I usually make the Tewksbury Inn in Oldwick, NJ a waypoint during motorcycle season, where its pub and fine beers offer cooling respite from the beautiful but summer- sunny roads of Somerset and Hunterdon counties.
I visited the Inn, with its distinctly different dining and drinking areas formed by the layouts of such old houses, for dinner with friends during The Longest Winter this year. The Tewksbury Inn is an architecturally charming, neat and wonderful place to visit. That its beers and food are worth enjoying in such bygone ambience is icing on the cake.
But at that visit, I happened to sidle up to the ancient bar next to the Inn’s proprietor, Mark Marrazza, pointed out to me by a dining partner. With shyness not being my calling card, I complimented him on his beer selection as well as the ambience of this old pub.
One thing led to another, and he learned about my avocation. He suggested I visit another of his restaurants in Basking Ridge called the Ridge Tavern, as its general manager, Steve Prince was working hard to offer quality craft beer to his clientele.
Never one to turn down an invitation from an owner to visit his pub, I arranged with Steve to pay the Ridge Tavern a visit.
Like its sister establishment in Oldwick, the Ridge Tavern sits on the corner of a main drag which no doubt at one time saw considerable horse-and-buggy traffic. Another former grand home, the view from the cozy, glassed in porch commands a fine view of S. Finley Ave, its shops and other fine homes.
The interior of the restaurant is divided into various dining rooms, because, well, that’s the way houses are built when the builders have no idea there will be a restaurant here someday. To the PubScout, however, such character is a plus. The bar area, with its flat screen TV’s and somewhat louder pub hubbub, is some distance from the cozy porch where we dined and drank. Steve Prince, busy as all get out this night, stopped by and allowed that he has his ever-changing beer lines cleaned faithfully every three weeks.
The missus ordered and enjoyed a Stella Artois, served correctly and picture-perfect in its own chalice; and I, anticipating a meat or game dish, opted for the dunkelweisse Doomsday from Evil Genius Brewing. It was good, and it went well with my delightful Meat Loaf and Mashed Potatoes with Mushroom Gravy, but the best was yet to come.
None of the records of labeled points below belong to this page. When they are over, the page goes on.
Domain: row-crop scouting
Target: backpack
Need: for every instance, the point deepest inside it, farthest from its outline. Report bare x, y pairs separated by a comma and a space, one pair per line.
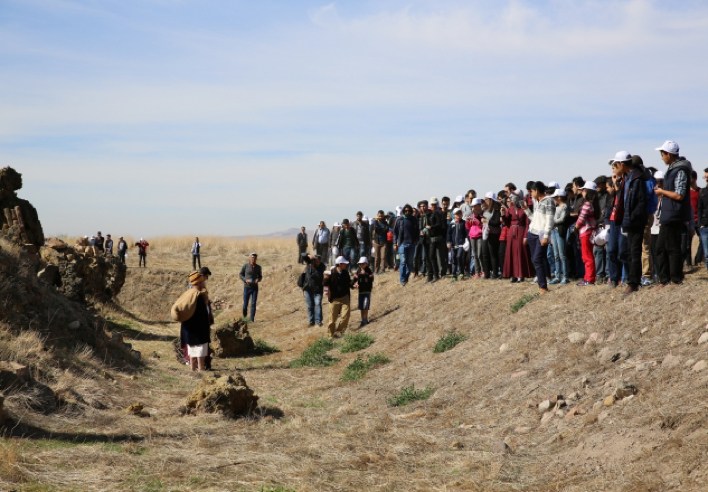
652, 199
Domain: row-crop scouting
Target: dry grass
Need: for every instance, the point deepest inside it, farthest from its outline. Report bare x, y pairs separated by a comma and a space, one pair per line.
479, 430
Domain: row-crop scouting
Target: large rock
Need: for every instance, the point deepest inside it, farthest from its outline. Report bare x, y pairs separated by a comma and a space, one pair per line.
229, 395
232, 340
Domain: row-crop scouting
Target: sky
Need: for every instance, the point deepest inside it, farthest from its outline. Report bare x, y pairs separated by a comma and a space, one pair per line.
240, 117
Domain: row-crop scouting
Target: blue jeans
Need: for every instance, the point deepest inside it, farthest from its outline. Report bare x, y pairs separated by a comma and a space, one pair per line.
406, 253
250, 293
539, 259
561, 262
703, 232
616, 253
313, 301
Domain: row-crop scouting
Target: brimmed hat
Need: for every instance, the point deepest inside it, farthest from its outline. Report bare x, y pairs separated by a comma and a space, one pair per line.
196, 278
669, 146
622, 156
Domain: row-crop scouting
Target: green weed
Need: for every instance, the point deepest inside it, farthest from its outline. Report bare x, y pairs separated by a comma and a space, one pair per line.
359, 367
448, 341
356, 342
525, 299
409, 394
316, 355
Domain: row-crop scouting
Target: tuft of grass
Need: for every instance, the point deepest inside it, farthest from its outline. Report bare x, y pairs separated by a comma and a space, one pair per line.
316, 355
448, 341
525, 299
356, 342
262, 347
408, 395
359, 367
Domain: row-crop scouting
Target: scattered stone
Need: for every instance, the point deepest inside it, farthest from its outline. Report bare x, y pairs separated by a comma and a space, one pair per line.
138, 410
624, 389
228, 395
670, 361
576, 337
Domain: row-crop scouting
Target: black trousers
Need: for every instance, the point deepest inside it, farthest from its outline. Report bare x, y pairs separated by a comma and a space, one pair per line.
669, 257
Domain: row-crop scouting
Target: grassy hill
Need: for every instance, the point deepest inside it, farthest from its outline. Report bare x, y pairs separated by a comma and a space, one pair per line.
621, 377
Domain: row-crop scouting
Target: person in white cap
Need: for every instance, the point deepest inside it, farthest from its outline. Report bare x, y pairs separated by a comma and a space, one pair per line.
586, 225
339, 285
364, 281
675, 213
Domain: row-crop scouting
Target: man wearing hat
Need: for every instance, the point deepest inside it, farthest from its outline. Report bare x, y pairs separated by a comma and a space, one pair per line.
339, 284
674, 213
251, 276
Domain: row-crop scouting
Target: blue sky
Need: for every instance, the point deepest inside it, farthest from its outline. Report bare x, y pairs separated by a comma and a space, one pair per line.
160, 117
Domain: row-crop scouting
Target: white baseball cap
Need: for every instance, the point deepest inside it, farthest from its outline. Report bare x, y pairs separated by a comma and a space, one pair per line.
669, 146
622, 156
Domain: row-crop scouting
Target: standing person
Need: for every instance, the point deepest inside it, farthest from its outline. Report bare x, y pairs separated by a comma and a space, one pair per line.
312, 288
122, 249
405, 236
702, 217
491, 220
339, 284
379, 235
142, 252
456, 240
586, 224
251, 276
192, 309
347, 243
538, 237
517, 264
196, 254
301, 245
109, 245
320, 242
675, 213
560, 228
364, 281
635, 218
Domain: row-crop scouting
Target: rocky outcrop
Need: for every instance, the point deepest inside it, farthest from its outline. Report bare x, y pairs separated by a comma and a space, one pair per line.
229, 395
19, 221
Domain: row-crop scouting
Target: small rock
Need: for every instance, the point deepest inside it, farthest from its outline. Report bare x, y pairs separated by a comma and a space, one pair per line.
545, 405
576, 337
670, 361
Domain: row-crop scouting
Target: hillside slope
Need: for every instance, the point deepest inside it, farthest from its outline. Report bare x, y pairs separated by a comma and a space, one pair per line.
481, 429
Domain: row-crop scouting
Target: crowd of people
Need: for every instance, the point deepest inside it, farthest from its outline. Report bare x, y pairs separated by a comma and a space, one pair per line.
631, 227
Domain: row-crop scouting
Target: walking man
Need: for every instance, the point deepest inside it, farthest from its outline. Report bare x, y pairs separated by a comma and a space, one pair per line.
251, 275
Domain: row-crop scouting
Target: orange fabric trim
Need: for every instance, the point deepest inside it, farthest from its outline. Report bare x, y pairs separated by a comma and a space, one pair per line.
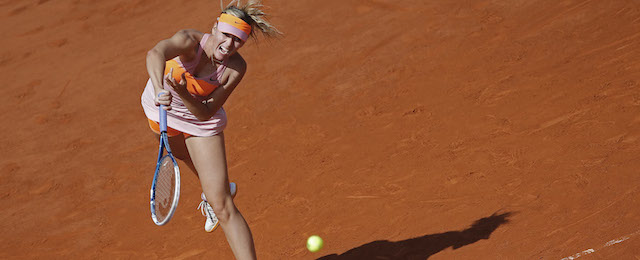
194, 86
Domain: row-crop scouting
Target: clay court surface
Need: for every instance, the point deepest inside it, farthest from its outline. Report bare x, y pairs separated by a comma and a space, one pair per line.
392, 129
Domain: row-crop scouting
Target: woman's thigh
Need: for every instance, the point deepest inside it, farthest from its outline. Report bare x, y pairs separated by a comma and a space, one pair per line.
209, 158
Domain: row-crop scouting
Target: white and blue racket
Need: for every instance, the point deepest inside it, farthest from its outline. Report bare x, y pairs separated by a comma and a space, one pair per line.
165, 189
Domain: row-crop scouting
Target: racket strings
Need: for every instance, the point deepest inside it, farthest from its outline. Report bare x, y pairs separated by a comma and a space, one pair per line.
165, 188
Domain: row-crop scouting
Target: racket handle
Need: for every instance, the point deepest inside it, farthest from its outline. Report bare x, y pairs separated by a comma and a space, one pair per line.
163, 119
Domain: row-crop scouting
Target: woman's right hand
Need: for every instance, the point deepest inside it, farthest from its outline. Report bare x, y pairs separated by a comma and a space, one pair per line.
164, 98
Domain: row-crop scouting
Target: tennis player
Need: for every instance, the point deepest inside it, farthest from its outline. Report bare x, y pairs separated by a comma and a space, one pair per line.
192, 74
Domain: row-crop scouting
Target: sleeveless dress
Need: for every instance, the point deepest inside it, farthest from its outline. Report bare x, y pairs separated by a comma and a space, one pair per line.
179, 117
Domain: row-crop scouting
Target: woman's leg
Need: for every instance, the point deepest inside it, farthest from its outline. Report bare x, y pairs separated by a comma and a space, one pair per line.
208, 157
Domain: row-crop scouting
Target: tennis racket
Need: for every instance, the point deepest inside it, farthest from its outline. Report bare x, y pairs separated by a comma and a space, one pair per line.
165, 189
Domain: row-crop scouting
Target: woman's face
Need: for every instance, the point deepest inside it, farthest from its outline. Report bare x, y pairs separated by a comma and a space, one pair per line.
225, 44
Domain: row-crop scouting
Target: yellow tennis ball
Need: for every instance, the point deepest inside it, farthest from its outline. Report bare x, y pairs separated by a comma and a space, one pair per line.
314, 243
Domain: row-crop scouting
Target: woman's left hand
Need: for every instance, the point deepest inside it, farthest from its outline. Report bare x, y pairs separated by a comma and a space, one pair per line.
178, 87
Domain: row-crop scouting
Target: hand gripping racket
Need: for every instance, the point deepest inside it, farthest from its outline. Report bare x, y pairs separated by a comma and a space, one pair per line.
165, 189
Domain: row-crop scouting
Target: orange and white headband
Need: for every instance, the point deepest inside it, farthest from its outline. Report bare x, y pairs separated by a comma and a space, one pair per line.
230, 24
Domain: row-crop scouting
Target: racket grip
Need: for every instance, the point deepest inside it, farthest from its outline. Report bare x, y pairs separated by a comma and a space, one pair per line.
163, 119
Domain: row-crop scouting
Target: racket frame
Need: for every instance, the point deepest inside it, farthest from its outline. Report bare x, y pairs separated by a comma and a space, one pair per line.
164, 146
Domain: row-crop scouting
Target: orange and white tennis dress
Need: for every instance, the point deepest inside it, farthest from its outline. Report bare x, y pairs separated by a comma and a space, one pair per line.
179, 117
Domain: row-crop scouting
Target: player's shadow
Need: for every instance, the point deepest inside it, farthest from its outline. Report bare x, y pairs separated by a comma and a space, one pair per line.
425, 246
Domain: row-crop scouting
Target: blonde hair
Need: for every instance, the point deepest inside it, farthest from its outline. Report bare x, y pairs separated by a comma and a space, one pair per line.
252, 13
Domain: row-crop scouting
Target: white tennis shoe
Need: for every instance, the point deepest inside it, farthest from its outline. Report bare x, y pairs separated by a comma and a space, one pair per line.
212, 220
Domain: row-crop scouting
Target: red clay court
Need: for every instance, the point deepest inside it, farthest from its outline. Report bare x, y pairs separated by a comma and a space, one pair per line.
392, 129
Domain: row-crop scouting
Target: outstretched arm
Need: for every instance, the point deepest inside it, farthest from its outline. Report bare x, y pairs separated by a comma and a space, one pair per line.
206, 109
181, 44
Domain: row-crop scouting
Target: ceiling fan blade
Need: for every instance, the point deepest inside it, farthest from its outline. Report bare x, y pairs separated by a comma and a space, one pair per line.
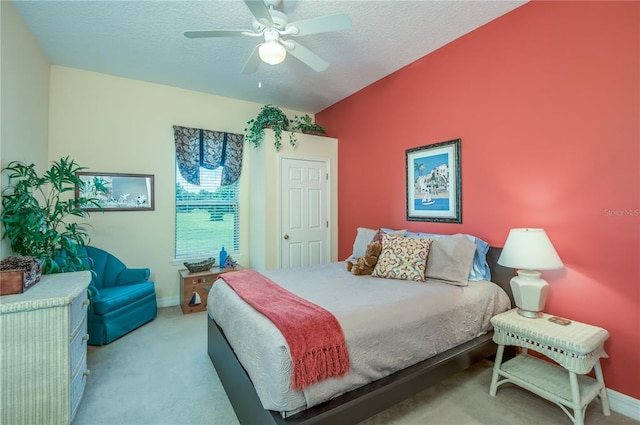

Generally speaking, The PubScout eschews desserts, opting instead for “liquid chocolate and coffee,” if you catch my drift. But something on the dessert menu cast a hypnotic spell, and with Wolaver’s Alta GraciaCoffee Porter on the beer menu, I gave in. The dessert was called, simply, Apple Crisp. But, far from simple, it came with homemade Honey-Cinnamon Ice Cream, and in a portion large enough to share—thereby obviating the caloric guilt. The pairing with the coffee porter was absolutely perfect—so much so, that I took the liberty of advising Steve to have his servers suggest that beer whenever that dessert is ordered.
|The PubScout and GM Steve Prince|
The Ridge Tavern advertises itself as a casual establishment and it is, but on this night I was amazed at the number of families—especially those with children—in attendance. That might turn some geezers like me off, but the layout of the house and smart seating by the staff seemed to avoid the generational conflict.
Which is why old houses had different rooms in the first place—to provide sanctuary from each other.
The Ridge Tavern will definitely be put on the Spring/Summer Motorcycle itinerary as a pub stop.